16th February 2020, 11:13 AM
I didn't bother with the comic- but I'll say that my opinions on abortion are rather nuanced.
Let's start with an old argument which I had to dismiss. The "potential" argument. Essentially that one just argues that if a clump of cells has potential to one day be a thinking feeling person, then it should be protected. The more emotional version of it is "You wouldn't exist today if your mom aborted you!" Well, sure, but to first dismantle the emotional version, I wouldn't exist if my mom never met my dad either. Back to the Future is not a basis for a moral code. More to the point, ANY clump of human cells, thanks to modern science, has potential to be a human life. Are we morally obligated to freeze every sperm and egg just to be absolutely sure all those potential lives come to be? I say no, that's ridiculous.
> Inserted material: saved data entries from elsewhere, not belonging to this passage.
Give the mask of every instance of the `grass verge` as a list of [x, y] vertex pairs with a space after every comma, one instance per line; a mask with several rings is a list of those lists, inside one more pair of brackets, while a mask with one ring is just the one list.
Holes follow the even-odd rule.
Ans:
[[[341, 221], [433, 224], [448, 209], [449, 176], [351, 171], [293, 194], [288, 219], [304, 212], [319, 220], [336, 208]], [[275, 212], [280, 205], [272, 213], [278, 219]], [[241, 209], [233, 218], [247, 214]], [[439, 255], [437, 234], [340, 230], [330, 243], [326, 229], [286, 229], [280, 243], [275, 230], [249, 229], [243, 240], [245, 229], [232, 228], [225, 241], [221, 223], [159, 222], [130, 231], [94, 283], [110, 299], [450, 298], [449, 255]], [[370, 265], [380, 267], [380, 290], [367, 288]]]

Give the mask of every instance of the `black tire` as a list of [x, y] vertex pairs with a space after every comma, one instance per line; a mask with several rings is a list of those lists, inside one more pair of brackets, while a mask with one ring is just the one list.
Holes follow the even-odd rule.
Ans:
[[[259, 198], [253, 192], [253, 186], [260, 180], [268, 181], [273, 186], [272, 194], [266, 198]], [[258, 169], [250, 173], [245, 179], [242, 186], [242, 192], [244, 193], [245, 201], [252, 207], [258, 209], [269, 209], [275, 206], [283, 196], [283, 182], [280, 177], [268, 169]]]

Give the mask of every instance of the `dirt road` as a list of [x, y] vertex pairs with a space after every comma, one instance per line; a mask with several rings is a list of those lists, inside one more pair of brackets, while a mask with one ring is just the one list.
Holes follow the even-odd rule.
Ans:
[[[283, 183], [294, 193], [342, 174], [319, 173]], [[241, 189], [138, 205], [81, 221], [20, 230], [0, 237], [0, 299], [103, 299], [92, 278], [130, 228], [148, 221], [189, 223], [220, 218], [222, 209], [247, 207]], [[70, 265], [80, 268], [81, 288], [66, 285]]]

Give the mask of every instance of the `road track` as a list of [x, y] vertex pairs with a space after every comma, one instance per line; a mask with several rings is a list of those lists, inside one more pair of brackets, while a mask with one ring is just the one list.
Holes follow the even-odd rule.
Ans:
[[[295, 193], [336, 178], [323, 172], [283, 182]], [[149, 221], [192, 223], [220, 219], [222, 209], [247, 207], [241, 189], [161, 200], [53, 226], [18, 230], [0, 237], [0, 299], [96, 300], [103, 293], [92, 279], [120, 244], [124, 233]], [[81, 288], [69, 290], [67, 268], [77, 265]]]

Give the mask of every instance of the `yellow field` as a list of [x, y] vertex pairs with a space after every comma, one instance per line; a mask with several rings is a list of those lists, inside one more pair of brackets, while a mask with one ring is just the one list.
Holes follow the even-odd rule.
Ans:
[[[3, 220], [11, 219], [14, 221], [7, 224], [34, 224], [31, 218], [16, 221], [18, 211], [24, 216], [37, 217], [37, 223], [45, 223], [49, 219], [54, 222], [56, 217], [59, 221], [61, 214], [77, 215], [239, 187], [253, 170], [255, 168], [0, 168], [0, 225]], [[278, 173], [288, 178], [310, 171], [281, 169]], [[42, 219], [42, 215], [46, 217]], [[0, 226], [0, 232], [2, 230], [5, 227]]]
Potential is no argument against abortion, moving on...
Now we get to the argument from conciousness. This one's a pretty good clincher for me. Yes, the science on the brain and the seat of conciousness is in it's infancy, but what we CAN say is that at least during the first couple trimesters, there appears to be no evidence that the mind of the fetus is developed enough to have any sort of real awareness. Maybe that will change with future evidence, but I don't feel guilty relying on the best science has to offer in that regard to make my choice. Eugenics was dismissed almost immediately, it was never real science in the first place, so I don't think it compares very well.
Ben Shapiro is an idiot pretending to be a smart person. I don't care about his rhetoric, however, I am entirely sympathetic with the idea that conciousness is a gradiant. When it comes to biology, most things are.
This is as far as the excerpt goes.